PubChem comes in two sections, PubChem Compound and PubChem Substance. In my mind they are sort of like SwissProt (manually curated are more or less uniquified) and TrEMBL (automatically compiled so more extensive but with no guarantee of uniqeness or consistency), respectively, so as a matter of editorial policy we should use PubChem Compond but the same resource gaps that push us to any kind of PubChem instead of ChEBI can also push us to PubChem Substance. And in fact I see 6 uses of PubChem Substance as a reference database for a reference therapeutic.

We should never use just plain "PubChem".

dustine32 commented 1 year ago

@ukemi I guess I simple-mindedly suggested that all "PubChem Compound" entities might be drugs but that's quite an assumption. Basically, I need something from this carbovir monophosphate class in the BioPAX to tell the GO-CAM conversion that it's a drug.

deustp01 commented 1 year ago

tell the GO-CAM conversion that it's a drug.

Apologies for the senior moment - we must have discussed this earlier in the "say no to drugs" process, but why doesn't the "type | chemical drug" attribute do the job. We probably need to say "no" to a few things that lack this type attribute but I expect we will want to say "no" to all that do have it?

nataled commented 1 year ago

@deustp01 from https://www.ncbi.nlm.nih.gov/pmc/articles/PMC4702940/

"PubChem consists of three inter-linked databases, Substance, Compound and BioAssay. The Substance database contains chemical information deposited by individual data contributors to PubChem, and the Compound database stores unique chemical structures extracted from the Substance database. Biological activity data of chemical substances tested in assay experiments are contained in the BioAssay database."

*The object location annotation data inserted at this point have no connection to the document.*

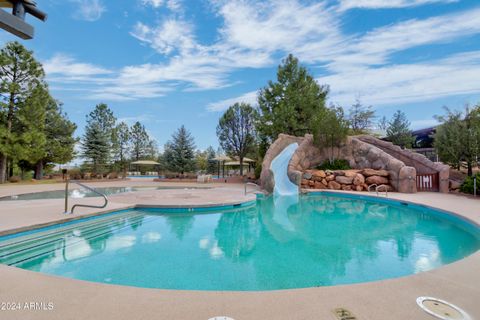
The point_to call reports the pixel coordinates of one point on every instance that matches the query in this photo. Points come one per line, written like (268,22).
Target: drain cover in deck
(442,309)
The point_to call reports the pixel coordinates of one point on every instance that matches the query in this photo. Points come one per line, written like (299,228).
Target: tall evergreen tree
(96,146)
(179,153)
(20,73)
(236,131)
(290,104)
(398,131)
(60,145)
(121,145)
(99,136)
(47,134)
(457,139)
(140,141)
(360,118)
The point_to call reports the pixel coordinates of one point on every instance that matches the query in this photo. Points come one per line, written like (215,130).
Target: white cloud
(253,34)
(169,36)
(68,66)
(381,4)
(89,10)
(173,5)
(376,46)
(249,97)
(402,83)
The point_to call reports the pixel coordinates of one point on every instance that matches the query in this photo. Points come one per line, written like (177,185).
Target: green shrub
(467,185)
(337,164)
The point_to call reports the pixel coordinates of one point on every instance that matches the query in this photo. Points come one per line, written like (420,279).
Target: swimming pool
(85,193)
(275,243)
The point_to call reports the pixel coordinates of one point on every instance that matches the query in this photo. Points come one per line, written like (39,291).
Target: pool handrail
(251,184)
(83,205)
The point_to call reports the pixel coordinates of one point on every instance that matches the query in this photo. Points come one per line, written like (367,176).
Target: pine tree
(179,154)
(236,131)
(96,146)
(121,145)
(47,134)
(457,139)
(20,73)
(140,141)
(290,104)
(398,131)
(99,136)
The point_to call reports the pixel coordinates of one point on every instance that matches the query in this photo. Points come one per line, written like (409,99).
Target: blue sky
(173,62)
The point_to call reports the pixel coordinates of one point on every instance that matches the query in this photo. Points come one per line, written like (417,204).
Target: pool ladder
(250,184)
(377,189)
(82,205)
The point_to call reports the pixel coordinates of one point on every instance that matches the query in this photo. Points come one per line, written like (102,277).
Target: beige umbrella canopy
(222,158)
(235,163)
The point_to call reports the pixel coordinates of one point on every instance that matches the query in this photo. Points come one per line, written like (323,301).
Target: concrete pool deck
(458,283)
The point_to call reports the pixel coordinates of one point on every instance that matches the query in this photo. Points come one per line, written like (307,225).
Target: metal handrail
(252,184)
(372,185)
(83,205)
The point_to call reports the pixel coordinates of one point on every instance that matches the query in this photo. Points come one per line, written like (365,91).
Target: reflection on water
(285,242)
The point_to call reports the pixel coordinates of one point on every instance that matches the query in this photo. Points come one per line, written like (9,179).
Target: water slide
(279,167)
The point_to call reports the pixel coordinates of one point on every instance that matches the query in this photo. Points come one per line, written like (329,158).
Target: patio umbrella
(222,159)
(145,163)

I agree that Compound is the right one to use, if possible.

dustine32 commented 1 year ago

I.e., which is better for you, "PubChem_Compound", "PubChem Compound", or "PubChemCompound".

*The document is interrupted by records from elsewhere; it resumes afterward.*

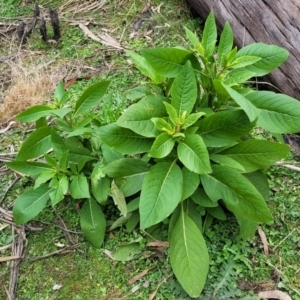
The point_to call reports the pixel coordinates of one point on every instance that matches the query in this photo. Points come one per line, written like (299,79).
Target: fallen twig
(58,252)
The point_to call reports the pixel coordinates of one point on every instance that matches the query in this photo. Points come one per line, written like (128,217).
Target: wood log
(268,21)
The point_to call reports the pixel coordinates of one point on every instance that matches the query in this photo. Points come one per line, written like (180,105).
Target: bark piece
(267,21)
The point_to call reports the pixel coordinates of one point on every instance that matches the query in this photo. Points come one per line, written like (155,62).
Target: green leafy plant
(178,157)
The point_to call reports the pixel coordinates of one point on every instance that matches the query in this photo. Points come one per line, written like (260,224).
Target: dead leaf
(274,295)
(7,258)
(264,241)
(139,276)
(87,32)
(158,244)
(110,41)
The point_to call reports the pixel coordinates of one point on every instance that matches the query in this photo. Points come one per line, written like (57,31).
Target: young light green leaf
(29,204)
(188,255)
(209,37)
(92,222)
(225,44)
(191,181)
(79,187)
(162,125)
(29,168)
(193,153)
(192,119)
(243,61)
(184,90)
(138,116)
(91,96)
(162,146)
(144,66)
(202,199)
(59,191)
(251,111)
(224,128)
(278,113)
(44,177)
(169,61)
(58,144)
(34,113)
(237,192)
(256,154)
(118,198)
(38,142)
(123,140)
(173,115)
(272,57)
(161,193)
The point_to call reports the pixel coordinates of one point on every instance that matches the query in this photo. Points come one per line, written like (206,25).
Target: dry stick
(61,251)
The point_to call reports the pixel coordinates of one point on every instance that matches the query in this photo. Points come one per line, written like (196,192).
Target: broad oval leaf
(193,153)
(162,146)
(91,96)
(251,111)
(29,168)
(92,222)
(123,140)
(29,204)
(191,181)
(169,61)
(272,57)
(184,90)
(38,142)
(125,167)
(138,116)
(224,128)
(161,193)
(278,113)
(237,192)
(256,154)
(188,255)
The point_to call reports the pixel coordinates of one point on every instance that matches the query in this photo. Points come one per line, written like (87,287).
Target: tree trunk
(269,21)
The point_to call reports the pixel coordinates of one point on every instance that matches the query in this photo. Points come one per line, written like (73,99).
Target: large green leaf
(251,111)
(138,116)
(162,146)
(238,193)
(29,204)
(224,128)
(125,167)
(38,143)
(143,65)
(184,90)
(256,154)
(169,61)
(226,43)
(191,181)
(29,168)
(209,37)
(92,222)
(79,187)
(58,144)
(188,255)
(193,153)
(278,113)
(123,140)
(272,57)
(161,193)
(118,198)
(91,96)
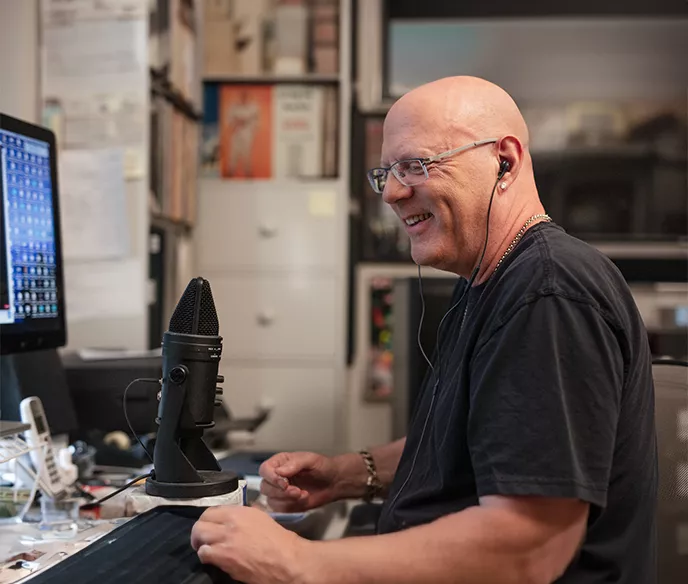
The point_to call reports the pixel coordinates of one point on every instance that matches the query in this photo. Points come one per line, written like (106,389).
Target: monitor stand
(40,374)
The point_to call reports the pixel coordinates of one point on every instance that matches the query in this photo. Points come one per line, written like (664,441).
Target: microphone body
(184,467)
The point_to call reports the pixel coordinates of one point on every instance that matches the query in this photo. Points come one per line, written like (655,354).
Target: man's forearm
(475,546)
(353,473)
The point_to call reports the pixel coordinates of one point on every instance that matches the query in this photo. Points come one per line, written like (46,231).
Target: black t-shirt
(545,389)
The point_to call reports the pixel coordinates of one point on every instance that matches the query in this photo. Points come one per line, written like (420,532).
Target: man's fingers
(268,470)
(206,533)
(291,493)
(206,554)
(297,462)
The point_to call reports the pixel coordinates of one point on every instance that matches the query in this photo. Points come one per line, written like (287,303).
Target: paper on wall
(93,204)
(61,12)
(85,57)
(95,73)
(103,289)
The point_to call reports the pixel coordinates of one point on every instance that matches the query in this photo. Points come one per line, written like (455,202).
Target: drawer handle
(267,231)
(265,318)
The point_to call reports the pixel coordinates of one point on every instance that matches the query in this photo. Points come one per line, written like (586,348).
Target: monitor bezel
(18,341)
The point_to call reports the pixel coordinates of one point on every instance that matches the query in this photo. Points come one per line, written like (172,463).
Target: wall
(19,58)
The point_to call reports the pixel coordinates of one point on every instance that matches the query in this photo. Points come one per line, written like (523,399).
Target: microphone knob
(177,374)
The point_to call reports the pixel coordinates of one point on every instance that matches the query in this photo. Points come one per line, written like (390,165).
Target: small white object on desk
(138,501)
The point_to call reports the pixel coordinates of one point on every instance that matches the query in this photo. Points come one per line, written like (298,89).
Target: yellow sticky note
(322,203)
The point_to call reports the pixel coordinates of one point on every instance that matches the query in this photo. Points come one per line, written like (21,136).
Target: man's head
(442,116)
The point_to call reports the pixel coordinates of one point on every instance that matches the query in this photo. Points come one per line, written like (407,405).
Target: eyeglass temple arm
(460,149)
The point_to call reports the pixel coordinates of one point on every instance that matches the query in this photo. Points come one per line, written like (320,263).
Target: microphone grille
(195,313)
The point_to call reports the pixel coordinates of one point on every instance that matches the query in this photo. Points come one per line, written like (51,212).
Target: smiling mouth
(411,221)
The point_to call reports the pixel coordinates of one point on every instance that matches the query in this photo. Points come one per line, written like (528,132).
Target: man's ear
(511,153)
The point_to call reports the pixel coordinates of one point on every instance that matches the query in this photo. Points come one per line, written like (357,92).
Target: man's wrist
(352,476)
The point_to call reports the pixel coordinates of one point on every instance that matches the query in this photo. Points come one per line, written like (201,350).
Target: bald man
(531,456)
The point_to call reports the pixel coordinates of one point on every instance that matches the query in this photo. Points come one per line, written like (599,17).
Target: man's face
(452,202)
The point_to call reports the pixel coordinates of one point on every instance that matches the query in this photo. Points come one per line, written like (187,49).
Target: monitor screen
(31,293)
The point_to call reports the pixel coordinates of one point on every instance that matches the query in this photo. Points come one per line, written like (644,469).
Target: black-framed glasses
(414,171)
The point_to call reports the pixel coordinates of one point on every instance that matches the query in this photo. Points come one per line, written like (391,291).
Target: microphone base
(214,483)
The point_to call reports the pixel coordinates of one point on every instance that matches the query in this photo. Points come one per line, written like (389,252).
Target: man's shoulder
(552,262)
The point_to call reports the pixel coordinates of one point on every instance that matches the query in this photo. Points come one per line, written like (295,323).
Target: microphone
(184,467)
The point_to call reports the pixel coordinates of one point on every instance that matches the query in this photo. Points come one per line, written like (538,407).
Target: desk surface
(26,554)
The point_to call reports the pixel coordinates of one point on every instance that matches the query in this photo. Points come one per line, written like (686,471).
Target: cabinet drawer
(303,402)
(276,315)
(267,225)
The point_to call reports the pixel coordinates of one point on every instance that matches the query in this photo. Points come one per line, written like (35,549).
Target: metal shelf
(274,78)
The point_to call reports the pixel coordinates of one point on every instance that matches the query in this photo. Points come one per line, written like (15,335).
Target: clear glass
(59,518)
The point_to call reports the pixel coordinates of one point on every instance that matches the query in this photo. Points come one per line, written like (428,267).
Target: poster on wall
(246,131)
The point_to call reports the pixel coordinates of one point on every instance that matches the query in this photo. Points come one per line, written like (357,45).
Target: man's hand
(298,481)
(248,545)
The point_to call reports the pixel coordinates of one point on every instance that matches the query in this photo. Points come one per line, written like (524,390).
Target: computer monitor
(32,314)
(31,291)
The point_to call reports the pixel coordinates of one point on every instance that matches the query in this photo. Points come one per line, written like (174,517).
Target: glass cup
(59,518)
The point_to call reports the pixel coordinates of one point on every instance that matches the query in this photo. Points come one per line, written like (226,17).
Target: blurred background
(230,138)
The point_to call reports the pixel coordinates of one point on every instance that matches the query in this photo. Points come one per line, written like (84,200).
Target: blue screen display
(28,228)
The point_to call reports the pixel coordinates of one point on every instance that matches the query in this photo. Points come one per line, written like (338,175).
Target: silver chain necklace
(518,237)
(509,249)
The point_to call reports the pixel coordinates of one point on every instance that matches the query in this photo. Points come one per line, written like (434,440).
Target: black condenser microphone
(184,467)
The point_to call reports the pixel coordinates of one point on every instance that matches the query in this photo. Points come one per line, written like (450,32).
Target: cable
(437,344)
(117,492)
(126,416)
(422,316)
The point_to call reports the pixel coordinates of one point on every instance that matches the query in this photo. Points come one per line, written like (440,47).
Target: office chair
(671,417)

@deustp01 Actually, I see "PubChem_Compound" is already used in the go_context.jsonld prefix file: https://github.com/prefixcommons/biocontext/blob/8f2b3226d4a5e5151fd7940ca1f775b5b767fe74/registry/go_context.jsonld#LL149C10-L149C26

So "PubChem_Compound" would maybe be preferred as it's less likely to cause ID resolving issues.

"type | chemical drug" attribute

@deustp01 Oh let me see if this is in the BioPAX. I assumed it was not.

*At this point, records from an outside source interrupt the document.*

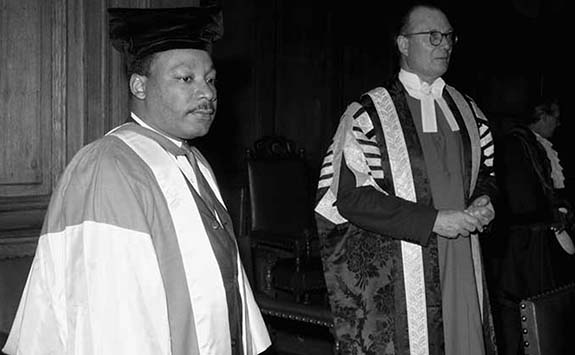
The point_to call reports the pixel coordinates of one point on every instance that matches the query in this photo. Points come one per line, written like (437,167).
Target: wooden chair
(279,221)
(548,322)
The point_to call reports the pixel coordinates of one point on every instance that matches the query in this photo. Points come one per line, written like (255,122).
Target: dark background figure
(527,255)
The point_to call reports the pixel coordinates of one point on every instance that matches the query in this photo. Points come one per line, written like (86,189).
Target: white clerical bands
(428,95)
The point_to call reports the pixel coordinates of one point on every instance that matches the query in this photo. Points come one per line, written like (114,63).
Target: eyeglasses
(436,37)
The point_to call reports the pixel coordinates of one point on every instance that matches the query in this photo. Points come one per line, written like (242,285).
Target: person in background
(137,253)
(534,231)
(404,189)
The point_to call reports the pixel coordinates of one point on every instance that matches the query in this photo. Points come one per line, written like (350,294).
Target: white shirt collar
(145,125)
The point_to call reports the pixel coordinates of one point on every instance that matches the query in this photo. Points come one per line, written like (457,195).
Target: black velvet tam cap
(137,33)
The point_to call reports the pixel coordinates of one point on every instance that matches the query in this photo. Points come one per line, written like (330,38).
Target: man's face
(180,94)
(419,56)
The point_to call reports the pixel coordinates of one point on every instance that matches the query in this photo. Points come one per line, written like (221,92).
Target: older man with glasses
(405,189)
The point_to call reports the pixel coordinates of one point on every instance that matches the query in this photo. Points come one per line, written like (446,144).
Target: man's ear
(402,44)
(138,86)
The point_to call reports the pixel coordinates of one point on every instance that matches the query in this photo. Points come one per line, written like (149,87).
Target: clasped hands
(454,223)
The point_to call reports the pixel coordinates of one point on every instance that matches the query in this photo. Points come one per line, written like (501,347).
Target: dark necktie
(203,187)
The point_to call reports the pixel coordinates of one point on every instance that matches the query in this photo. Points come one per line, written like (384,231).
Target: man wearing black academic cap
(137,253)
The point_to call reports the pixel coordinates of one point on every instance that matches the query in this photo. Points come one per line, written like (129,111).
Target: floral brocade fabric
(359,269)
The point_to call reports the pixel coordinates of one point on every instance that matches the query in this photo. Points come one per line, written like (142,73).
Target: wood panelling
(32,112)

dustine32 commented 1 year ago

@deustp01 Oh let me see if this is in the BioPAX. I assumed it was not.

Nope. I can't find anything like a type = ChemicalDrug or any text for "Drug", "drug", or "DRUG" in the BioPAX for this pathway. @deustp01 Is there some field that can be used in the BioPAX to carry this type info?

dustine32 commented 1 year ago

Tagging @adamjohnwright on this thread.